In July 1948, the Bell System Technical Journal published a long paper titled A Mathematical Theory of Communication by a thirty-two-year-old engineer named Claude Shannon. The paper was technical, dense, and instantly recognized as one of the most important publications in twentieth-century science. Shannon was working on a question that, until he asked it precisely, nobody had known how to answer: what is information, mathematically? How few bits do you need to send a message reliably across a noisy channel? His answer founded the entire discipline of information theory, gave the world the modern definition of a bit, and unified — to the surprise of everyone working at the boundary — information with thermodynamic entropy.
Take a discrete random variable X with possible values x₁, x₂, …, xₙ and probabilities p₁, p₂, …, pₙ. Shannon defined the entropy of X as H(X) = -Σ pᵢ · log₂ pᵢ. The number, measured in bits, captures the average uncertainty in X — equivalently, the average number of yes/no questions needed to determine X's value optimally. The properties match intuition: H is zero if X is deterministic (no uncertainty); H is maximized by the uniform distribution (most uncertainty for a given alphabet); H is additive for independent variables (the uncertainty in a pair is the sum of uncertainties). Shannon's source coding theorem — the central theoretical result of compression — says that any lossless code for X requires at least H(X) bits per symbol on average, and codes approaching the limit exist (Huffman coding, arithmetic coding). His noisy-channel coding theorem says that every channel has a maximum reliable transmission rate, the channel capacity C, and that for any rate below C there exist codes (block codes, eventually turbo codes and LDPC codes) that achieve arbitrarily small error. The unification with thermodynamics is exact: Boltzmann's S = k_B · ln W and Shannon's H = -Σ p log p are the same quantity, differing only by units. Maxwell's demon — the nineteenth-century thought experiment about a being that violates the Second Law by sorting molecules — was finally resolved through Shannon's framework: the demon's information processing has an entropic cost that exactly compensates the entropy decrease it achieves. Landauer's principle (1961) made this concrete: erasing one bit of information costs at least k_B·T·ln 2 of energy, a thermodynamic floor on computation that modern chip designers are starting to bump against.

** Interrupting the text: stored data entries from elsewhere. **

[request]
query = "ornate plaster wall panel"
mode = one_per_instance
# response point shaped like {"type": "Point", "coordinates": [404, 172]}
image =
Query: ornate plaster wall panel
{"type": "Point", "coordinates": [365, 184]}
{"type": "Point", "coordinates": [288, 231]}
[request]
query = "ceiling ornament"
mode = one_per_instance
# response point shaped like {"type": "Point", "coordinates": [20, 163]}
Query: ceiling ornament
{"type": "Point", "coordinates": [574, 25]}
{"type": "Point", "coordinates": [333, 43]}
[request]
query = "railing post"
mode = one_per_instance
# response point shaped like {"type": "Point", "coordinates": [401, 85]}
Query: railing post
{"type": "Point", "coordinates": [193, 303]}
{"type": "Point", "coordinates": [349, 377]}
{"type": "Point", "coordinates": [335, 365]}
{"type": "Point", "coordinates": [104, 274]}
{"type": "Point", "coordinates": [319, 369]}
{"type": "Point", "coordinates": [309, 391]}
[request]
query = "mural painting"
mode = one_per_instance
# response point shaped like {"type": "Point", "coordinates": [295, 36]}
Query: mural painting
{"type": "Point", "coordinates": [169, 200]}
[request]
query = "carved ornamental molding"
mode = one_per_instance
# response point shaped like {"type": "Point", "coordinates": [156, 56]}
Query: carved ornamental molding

Every compression algorithm — gzip, JPEG, MP3, H.265, the LLM tokenization that runs every modern AI — is engineered to approach Shannon's source-coding limit. Every communication system — Wi-Fi, 5G, GPS, deep-space probes, fiber optics — is designed against Shannon's channel-capacity bound, and modern codes (LDPC, polar codes) achieve it within fractions of a decibel. Cross-entropy loss is the standard objective function for training classifiers and language models — Shannon's H, dressed up. Genetic information is measured in Shannon bits. Neuroscience uses entropy to characterize the information capacity of neural codes. The 1948 paper is, by some measures, the most-cited mathematical paper of the twentieth century, and the conceptual move — that information has a precise quantitative meaning — is one of the foundations on which all of digital civilization rests.